There is also a level of misinformation when essential oil sellers are not trained aromatherapists and instead, are not only encouraged to increase sales through multilevel marketing networks, but do so without restrained or cautious use. Just because something is considered ‘natural’ does not mean it should be used with great abandon.
Robert Tisserand, a leader in this industry since 1974, uses Frankincense as an example of unqualified claims and applications. Frankincense is an oil that has been touted as the answer for everything including a cure for cancer. But Frankincense oil does not contain Boswellic Acid despite assertions to the contrary, even though there are several species and several chemotypes within a species. In comparison, Frankincense Extract contains 40 to 60 % of Boswellic Acid, the active constituent. It is the active constituent that is attributed to a therapeutic application. However, no commercially prepared essential oil contains Boswellic Acid so claims to its efficacy for certain indications, are inaccurate and unfounded. It bears mentioning that no distributor of essential oils or aromatherapist is are qualified to make therapeutic recommendations of the use of oils where cancer is concerned, unless they are a doctor trained to do so.
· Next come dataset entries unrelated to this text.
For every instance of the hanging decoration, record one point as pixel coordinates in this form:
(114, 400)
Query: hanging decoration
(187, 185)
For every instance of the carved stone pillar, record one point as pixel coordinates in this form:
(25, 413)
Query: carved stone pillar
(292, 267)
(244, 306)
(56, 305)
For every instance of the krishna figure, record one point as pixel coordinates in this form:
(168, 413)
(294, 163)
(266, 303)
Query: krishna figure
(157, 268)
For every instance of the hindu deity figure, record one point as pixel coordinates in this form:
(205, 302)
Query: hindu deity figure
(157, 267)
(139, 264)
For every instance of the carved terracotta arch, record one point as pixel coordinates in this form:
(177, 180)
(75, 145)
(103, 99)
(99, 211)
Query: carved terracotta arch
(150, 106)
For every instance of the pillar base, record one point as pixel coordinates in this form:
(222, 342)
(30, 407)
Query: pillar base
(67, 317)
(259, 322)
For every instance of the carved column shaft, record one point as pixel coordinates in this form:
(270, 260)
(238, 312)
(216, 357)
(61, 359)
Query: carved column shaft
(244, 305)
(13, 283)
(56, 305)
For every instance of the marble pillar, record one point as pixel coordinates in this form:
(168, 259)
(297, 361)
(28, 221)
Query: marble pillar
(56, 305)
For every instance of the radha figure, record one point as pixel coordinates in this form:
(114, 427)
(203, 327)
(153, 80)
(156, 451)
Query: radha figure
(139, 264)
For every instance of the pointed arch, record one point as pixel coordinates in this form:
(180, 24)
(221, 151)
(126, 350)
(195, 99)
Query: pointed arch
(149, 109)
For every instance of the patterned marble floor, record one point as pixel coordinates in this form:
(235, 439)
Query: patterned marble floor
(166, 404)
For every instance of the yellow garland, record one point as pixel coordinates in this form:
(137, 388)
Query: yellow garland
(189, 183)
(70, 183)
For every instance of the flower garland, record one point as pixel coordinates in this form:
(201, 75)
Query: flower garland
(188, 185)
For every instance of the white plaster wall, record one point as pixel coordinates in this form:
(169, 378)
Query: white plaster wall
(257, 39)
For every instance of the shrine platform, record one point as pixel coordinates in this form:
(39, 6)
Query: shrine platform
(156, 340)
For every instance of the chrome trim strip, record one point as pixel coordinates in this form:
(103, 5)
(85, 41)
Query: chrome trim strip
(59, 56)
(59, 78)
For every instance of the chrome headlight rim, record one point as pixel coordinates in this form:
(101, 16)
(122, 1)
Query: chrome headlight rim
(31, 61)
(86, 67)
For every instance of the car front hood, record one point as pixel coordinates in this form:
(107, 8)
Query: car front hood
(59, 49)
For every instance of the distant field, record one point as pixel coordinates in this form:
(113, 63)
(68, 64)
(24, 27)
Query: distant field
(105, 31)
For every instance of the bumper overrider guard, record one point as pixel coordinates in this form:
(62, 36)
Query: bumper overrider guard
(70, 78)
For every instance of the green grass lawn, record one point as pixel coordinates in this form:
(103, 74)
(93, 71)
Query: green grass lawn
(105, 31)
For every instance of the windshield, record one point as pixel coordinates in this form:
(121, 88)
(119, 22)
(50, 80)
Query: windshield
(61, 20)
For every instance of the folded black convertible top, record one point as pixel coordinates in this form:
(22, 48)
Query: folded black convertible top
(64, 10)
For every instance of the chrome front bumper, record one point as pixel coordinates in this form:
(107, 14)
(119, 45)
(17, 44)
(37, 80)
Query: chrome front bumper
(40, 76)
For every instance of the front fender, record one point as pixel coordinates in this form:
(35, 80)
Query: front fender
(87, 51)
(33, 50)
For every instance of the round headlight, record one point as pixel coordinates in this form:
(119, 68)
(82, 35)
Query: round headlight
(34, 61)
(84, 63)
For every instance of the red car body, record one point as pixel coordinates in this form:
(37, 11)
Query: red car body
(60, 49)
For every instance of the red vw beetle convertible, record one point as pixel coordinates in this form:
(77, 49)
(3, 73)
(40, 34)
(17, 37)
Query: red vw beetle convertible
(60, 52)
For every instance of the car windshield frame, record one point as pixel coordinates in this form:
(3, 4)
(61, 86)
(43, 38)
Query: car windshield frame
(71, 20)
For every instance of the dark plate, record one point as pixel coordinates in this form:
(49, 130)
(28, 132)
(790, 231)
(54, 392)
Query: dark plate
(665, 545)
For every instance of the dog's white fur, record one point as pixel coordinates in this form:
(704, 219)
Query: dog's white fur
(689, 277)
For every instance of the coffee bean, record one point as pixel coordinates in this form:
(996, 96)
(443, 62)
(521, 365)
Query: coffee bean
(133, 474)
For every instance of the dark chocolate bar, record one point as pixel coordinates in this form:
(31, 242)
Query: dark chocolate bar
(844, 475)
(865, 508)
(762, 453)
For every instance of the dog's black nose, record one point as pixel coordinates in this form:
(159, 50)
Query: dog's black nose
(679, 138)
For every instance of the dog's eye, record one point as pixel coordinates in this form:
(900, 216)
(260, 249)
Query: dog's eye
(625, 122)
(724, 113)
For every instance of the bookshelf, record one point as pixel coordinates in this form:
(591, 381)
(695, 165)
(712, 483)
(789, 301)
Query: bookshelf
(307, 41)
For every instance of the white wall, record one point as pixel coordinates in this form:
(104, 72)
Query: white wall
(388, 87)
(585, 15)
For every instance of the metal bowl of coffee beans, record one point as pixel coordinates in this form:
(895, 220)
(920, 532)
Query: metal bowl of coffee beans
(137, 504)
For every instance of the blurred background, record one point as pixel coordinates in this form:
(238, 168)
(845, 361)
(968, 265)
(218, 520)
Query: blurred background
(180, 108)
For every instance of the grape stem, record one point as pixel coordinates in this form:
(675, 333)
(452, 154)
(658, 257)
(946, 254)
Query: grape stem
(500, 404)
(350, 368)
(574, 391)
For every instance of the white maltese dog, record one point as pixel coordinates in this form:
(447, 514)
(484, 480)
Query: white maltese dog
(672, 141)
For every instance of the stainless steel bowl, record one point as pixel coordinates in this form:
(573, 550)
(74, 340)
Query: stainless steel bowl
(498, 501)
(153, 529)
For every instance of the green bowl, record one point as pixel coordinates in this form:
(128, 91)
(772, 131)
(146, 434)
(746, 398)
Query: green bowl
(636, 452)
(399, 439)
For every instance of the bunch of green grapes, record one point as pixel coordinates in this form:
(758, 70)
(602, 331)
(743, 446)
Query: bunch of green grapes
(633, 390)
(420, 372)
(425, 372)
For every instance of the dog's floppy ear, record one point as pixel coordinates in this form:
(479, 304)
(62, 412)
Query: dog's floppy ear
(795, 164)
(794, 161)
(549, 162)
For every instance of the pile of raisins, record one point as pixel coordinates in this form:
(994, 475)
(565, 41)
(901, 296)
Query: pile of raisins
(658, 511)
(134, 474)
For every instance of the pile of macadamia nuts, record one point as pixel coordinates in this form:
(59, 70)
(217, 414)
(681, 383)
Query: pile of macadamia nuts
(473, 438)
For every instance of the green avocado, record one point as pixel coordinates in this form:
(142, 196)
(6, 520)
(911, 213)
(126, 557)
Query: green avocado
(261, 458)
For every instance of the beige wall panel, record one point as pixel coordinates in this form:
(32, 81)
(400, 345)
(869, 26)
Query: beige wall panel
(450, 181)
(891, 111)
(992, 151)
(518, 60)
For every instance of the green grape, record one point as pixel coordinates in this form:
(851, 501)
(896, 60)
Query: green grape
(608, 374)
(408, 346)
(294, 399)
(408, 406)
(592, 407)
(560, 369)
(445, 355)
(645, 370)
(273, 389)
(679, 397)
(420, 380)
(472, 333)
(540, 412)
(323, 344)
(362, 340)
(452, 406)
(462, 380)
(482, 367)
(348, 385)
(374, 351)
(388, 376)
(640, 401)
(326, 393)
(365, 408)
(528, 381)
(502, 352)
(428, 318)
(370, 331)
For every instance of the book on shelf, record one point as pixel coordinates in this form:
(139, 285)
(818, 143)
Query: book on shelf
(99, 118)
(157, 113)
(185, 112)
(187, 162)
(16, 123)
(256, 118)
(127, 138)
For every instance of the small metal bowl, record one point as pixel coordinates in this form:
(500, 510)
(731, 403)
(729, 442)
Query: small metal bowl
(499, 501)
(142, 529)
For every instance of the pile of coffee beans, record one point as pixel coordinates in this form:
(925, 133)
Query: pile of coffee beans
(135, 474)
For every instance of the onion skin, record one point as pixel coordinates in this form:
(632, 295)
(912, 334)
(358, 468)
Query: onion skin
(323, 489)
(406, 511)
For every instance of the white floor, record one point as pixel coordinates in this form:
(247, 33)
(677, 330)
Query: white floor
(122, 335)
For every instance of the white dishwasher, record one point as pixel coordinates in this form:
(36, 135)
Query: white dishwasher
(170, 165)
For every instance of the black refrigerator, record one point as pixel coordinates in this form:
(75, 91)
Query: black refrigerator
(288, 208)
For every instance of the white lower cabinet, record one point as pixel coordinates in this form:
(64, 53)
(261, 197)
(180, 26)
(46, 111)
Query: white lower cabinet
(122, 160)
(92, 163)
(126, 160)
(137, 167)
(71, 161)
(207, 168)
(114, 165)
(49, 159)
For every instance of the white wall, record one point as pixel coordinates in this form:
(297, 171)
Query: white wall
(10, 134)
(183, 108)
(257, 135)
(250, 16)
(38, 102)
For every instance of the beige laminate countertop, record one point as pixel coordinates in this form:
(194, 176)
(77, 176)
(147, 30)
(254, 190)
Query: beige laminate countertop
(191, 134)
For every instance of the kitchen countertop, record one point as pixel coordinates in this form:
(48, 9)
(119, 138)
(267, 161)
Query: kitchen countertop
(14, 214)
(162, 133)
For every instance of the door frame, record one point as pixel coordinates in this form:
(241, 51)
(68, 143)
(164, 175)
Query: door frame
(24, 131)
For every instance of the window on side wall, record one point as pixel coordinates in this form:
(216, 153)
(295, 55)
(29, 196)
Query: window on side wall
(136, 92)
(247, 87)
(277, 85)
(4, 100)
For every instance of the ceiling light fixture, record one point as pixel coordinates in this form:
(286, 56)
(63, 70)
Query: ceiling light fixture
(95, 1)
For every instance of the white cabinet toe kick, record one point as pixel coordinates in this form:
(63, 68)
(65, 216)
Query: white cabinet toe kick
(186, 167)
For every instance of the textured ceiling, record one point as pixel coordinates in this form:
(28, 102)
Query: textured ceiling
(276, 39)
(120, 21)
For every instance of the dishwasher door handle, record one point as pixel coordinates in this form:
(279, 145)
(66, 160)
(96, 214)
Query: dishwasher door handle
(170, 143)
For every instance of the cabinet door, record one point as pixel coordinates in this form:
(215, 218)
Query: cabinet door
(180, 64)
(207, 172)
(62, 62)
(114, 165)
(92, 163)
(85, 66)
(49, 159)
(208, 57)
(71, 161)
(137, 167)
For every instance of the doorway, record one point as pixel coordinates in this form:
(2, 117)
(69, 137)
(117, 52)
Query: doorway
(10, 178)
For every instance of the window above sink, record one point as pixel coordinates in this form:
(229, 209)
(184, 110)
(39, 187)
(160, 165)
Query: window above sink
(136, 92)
When you realize the volume of raw material that is necessary to make a few milliliters of any oil, you will want to use them sparingly. The rampant use and sales of essential oils are a larger carbon footprint than we would like to believe. So, do we really need to apply oils several times a day? Do we really need a collection of 50 plus oils at home? Do we really need to run a diffuser all day long? Touting the benefits of oils for anything and everything without substance or training is neither beneficial or part of any Holistic therapy that purports to be about finding balance in our health and well-being with an overall lifestyle plan toward sustainability. Although there may be no need to stop using essential oils altogether, sensible use without hype and protruded marketing, will help to reduce their obvious and detrimental carbon footprint and un-sustainability.
In addition, if the politics of the day leans toward a green manifesto, should those who plant their feet to follow any green new deal, be engaged in promulgating as unsustainable a product as essential oils, let alone the “healthy” lifestyle they say comes with it? That was the question we asked ourselves. But self – actualization is a rare commodity in these days of trend over timeless knowledge. The research for this article began with our company’s concern over the sustainability of our own use of essential oils in some of our skin care products. In keeping with our effort toward producing small batches of authentically natural, ethically conscious and sustainable skin care, Sohma Naturals Organic Skincare incorporates less than 1% of essential oils in our therapeutic or anti-aging formulations.